User talk:Kat/Western Africa
Discussion space for the preparation of the Western Africa FCT for integration with WikiFCD
Intro thoughts (no reply needed)
Hi Kat + Mika, Thanks again for letting me join the WikiFCD effort. It's fun to be involved, and (as expected) there's no quicker way to learn about the technology than to contribute to it. I'm making decent progress on the my initial task (adding WikiFCD QIDs to the W.Africa FCT), but it's slow going because I've resorted to doing it totally manually. I spent some time trying to figure out a more automated way to do it, but in the end the manual method seemed like it was going to be quickest with the tools/skills I had available to me. The faster approach here does seem to be a simple(?) query script, in which one feeds all the unique Scientific Names as an a search array, and then returns the matching QID (if existing) for each of them. I just wasn't clever enough to know how to write that kind of a query. As I've been populating the spreadsheet by hand, I've noticed (so far) 3 typical dilemmas that pop up. I'll explain each of them in a separate post, to enable separate responses. Kat- hope you had a great vacation!
1. Locating right level in taxonomy
Sometimes it can be tricky to know whether an FCT entry should be mapped against a genus, a species, or a specific varietal in WikiFCD. Most often, the FCT is not specific ("amaranth"), and WikiFCD has existing entries for the genus and many species (and often multiple varietals) within that. There's an argument for mapping the FCT entry to the highest relevant match in WikiFCD -- nutritional properties should accrue to the more general class, when something narrower is not specified. But there's also an argument for mapping the FCT entry to a species (or even varietal?) when possible -- perhaps the overall genus functions more as a "food category" in WikiFCD than a specific "food item" per se. Guidance/thoughts?

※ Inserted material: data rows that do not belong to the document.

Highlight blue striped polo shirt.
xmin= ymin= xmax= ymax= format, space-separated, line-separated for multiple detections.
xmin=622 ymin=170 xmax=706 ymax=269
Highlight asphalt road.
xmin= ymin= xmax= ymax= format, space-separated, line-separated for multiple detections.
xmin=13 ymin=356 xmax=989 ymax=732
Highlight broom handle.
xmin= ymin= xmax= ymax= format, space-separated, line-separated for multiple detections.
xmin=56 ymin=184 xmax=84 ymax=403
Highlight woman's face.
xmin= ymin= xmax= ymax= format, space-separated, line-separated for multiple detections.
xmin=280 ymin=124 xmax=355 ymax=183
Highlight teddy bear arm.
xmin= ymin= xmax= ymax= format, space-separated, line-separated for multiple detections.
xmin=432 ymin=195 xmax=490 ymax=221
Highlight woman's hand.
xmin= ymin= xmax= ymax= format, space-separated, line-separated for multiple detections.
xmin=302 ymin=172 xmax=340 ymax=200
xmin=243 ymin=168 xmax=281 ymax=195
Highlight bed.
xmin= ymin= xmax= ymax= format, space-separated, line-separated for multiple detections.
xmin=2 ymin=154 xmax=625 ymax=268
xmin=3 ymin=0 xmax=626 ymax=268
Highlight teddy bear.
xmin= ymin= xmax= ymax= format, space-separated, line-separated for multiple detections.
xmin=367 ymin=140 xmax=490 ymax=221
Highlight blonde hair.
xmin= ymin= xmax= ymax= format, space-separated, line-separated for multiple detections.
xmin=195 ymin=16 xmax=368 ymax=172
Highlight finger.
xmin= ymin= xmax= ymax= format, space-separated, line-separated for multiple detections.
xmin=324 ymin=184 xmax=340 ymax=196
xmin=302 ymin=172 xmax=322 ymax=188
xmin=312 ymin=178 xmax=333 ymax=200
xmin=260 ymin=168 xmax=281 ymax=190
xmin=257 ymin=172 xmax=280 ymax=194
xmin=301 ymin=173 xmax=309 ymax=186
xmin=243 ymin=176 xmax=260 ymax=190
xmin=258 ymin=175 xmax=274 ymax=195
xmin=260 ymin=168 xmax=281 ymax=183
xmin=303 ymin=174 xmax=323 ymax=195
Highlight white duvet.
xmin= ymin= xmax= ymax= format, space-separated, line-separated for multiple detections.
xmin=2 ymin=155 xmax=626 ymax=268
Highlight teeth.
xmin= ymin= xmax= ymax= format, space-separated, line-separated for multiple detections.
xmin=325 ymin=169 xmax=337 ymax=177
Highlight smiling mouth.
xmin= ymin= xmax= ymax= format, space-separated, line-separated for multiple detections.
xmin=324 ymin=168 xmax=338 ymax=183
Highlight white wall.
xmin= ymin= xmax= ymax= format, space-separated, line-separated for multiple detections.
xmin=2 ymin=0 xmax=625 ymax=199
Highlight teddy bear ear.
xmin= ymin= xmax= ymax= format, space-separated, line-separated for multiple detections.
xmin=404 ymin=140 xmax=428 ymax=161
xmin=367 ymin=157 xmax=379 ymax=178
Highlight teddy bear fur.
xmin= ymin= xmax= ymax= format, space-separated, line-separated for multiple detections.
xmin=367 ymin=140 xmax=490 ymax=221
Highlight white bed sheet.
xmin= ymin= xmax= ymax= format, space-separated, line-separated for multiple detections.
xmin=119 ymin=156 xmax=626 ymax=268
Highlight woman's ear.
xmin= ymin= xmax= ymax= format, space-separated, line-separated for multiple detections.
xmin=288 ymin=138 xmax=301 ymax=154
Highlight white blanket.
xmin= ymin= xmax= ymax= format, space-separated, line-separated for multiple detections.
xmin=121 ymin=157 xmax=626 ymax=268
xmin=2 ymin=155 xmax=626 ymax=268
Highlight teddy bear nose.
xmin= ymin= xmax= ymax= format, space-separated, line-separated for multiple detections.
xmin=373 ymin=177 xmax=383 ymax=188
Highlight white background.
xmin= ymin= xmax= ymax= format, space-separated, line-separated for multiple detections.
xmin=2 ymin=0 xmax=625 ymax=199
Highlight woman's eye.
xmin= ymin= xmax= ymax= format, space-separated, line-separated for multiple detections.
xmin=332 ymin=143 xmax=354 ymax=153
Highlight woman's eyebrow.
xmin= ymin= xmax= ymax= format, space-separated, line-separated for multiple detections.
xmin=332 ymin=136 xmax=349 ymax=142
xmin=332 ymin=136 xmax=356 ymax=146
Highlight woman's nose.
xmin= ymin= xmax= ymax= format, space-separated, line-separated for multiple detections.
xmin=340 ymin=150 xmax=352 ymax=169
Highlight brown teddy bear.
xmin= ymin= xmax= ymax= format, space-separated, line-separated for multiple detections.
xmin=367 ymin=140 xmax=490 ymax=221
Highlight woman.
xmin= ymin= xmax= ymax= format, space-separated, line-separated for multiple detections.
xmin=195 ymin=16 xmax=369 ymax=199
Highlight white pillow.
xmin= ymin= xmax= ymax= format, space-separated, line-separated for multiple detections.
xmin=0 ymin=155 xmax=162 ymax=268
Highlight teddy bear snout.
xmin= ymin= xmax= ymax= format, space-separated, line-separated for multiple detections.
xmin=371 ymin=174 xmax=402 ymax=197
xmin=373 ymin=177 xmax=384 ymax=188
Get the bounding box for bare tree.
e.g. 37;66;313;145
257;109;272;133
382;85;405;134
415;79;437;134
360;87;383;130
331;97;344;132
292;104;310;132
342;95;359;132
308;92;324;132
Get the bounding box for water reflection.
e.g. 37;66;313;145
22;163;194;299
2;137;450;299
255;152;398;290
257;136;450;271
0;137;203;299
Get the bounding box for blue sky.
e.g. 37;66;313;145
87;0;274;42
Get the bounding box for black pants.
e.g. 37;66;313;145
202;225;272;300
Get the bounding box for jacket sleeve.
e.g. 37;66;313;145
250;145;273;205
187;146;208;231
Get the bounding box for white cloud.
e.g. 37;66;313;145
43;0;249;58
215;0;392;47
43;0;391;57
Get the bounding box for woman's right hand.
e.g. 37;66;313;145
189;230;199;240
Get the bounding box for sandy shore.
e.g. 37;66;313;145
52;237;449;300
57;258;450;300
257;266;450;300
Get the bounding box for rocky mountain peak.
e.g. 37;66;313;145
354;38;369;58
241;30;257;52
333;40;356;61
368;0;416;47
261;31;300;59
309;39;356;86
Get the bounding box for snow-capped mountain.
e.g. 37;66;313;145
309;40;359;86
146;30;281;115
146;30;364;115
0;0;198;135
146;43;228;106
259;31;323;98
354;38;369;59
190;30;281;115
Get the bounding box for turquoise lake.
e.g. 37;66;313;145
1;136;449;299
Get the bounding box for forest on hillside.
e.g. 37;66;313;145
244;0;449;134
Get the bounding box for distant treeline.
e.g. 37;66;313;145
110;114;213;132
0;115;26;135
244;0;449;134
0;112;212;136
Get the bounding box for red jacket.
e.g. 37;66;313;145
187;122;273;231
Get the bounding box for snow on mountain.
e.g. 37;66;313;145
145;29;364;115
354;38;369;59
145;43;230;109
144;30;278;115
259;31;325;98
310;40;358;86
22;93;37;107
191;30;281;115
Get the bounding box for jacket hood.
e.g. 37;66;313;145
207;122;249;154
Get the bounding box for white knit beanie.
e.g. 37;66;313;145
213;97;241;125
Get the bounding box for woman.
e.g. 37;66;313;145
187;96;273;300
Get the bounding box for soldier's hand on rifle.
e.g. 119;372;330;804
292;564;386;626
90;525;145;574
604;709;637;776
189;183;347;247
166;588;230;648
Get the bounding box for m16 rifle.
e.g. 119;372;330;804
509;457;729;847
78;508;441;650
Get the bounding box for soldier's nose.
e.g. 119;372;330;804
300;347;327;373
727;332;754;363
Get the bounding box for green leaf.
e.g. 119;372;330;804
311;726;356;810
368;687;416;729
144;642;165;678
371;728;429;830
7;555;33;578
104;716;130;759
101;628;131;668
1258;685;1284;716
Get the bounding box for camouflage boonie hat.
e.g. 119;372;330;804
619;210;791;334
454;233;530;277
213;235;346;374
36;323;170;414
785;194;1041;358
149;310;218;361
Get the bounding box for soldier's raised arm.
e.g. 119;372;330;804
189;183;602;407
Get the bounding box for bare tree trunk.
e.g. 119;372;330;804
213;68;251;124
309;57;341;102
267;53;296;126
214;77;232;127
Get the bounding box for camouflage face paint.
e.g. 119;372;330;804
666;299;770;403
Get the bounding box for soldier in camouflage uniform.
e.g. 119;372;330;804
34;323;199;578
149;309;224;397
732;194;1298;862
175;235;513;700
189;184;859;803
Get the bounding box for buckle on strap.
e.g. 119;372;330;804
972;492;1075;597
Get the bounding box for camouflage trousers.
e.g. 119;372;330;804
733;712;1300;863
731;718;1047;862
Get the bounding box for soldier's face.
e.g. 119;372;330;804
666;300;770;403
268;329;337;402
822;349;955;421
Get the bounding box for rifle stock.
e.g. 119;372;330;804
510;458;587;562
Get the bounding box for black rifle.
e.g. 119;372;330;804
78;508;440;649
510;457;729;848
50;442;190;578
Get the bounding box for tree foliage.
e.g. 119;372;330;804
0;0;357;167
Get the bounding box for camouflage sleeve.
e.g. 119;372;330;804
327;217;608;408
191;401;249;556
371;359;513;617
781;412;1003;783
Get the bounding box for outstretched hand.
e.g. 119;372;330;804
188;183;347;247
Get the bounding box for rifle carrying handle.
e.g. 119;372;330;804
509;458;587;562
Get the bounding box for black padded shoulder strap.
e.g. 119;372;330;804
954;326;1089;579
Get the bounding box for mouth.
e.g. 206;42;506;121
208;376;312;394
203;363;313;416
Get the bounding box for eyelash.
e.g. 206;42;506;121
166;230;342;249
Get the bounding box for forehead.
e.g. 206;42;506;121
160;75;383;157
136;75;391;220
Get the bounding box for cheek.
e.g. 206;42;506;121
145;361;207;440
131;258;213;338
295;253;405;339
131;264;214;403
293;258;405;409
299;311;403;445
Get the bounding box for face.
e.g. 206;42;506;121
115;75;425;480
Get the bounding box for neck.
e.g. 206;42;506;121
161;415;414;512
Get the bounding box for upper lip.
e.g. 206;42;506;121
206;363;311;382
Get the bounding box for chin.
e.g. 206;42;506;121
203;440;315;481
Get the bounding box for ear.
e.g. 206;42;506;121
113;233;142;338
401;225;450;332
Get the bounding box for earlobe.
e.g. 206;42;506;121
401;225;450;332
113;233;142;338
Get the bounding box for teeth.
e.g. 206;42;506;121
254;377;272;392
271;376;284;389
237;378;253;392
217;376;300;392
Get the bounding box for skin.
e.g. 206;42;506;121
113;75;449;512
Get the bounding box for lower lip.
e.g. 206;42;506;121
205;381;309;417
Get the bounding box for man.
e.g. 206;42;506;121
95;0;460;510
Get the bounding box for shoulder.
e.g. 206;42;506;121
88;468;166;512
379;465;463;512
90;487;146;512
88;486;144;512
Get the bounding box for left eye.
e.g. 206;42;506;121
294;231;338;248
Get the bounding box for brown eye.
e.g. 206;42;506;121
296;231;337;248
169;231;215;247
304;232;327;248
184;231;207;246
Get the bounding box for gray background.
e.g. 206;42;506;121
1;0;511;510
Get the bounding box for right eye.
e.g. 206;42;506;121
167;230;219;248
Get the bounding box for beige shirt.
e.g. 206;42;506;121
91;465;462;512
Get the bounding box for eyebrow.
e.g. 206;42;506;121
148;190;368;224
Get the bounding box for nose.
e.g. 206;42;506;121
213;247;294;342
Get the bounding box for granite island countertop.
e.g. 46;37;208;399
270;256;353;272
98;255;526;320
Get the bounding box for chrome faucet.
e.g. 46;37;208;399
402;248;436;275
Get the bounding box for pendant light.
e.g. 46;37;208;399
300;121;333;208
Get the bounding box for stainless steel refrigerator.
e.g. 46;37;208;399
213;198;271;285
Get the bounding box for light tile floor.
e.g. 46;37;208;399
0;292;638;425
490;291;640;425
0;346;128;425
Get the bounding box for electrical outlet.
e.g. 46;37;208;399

2. Transformed/derived/processed foods
The FCT has many foods that are "transformed" versions of the original crop (e.g., nut oil), and foods that are "derived" from something else (e.g., milk from cows). It seems inappropriate to map these FCT entries to WikiFCD items for the original food item (eg, nuts and cows respectively). However, finding the appropriately matching food item for these "secondary" food products gets complicated quickly. Eg, there are milks with many different nutritional contents (skim vs low-fat vs whole, pasturized vs raw,...). Two possible approaches come to mind: a. Find the most analogous food item in WikiFCD, where the WA FCT entry and the WikiFCD entry seem to be capturing the same thing. If the WA FCT entry says, "raw whole cow milk", then don't map it to anything lowfat or pasturized in WikiFCD. Get as close as possible. b. Don't even try to find a match, because W.African raw cow milk is inherently distinct from cow milk produced in Europe/USA. We want WikiFCD to capture the richness/diversity of foods produced in different places, so it does a disservice to W.African milk to map it to a QID of *any* other milk product from anywhere. Thoughts/guidance?
3. Geographical variance
To what degree are WikiFCD items supposed to be geography-specific? If Malawi and Nigeria have two different nutritional values for the ostensibly same type of food, how do we treat this? Several approaches seem possible: a. Capture both sets of nutritional values as "multiple versions of the truth" -- allowing multiple values for (eg) fibre content for the same QID. b. Treat geography as part of the food identifier -- create separate QIDs for each location-varietal combination, so that (eg) "Malawi peanuts" and "Nigerian peanuts" are not treated as the same food, but more like local "versions" of the food, each with its authoritative nutritional values. Thoughts/guidance?
Initial draft complete
I think I'm done with this task. WikiFCD QIDs, where existing, have been added to the WA FCT file. Some notes:
I created a "working version" of the WA FCT file. Here is a link to that file: Working Copy of WA FCT
This file is *exactly* the same as the source file (except, of course, with the addition of the entries in Column H of Tab03), with one small addition-- I have added a new tab ("Lookup") that I used for recording WikiFCD QIDs and some notes for some entries. This tab doesn't play a functional role in the file, so you can delete if you need to. But I left it in, since there are some notes there you might want to read because they have explanations for a handful of a few not-so-straightforward mappings.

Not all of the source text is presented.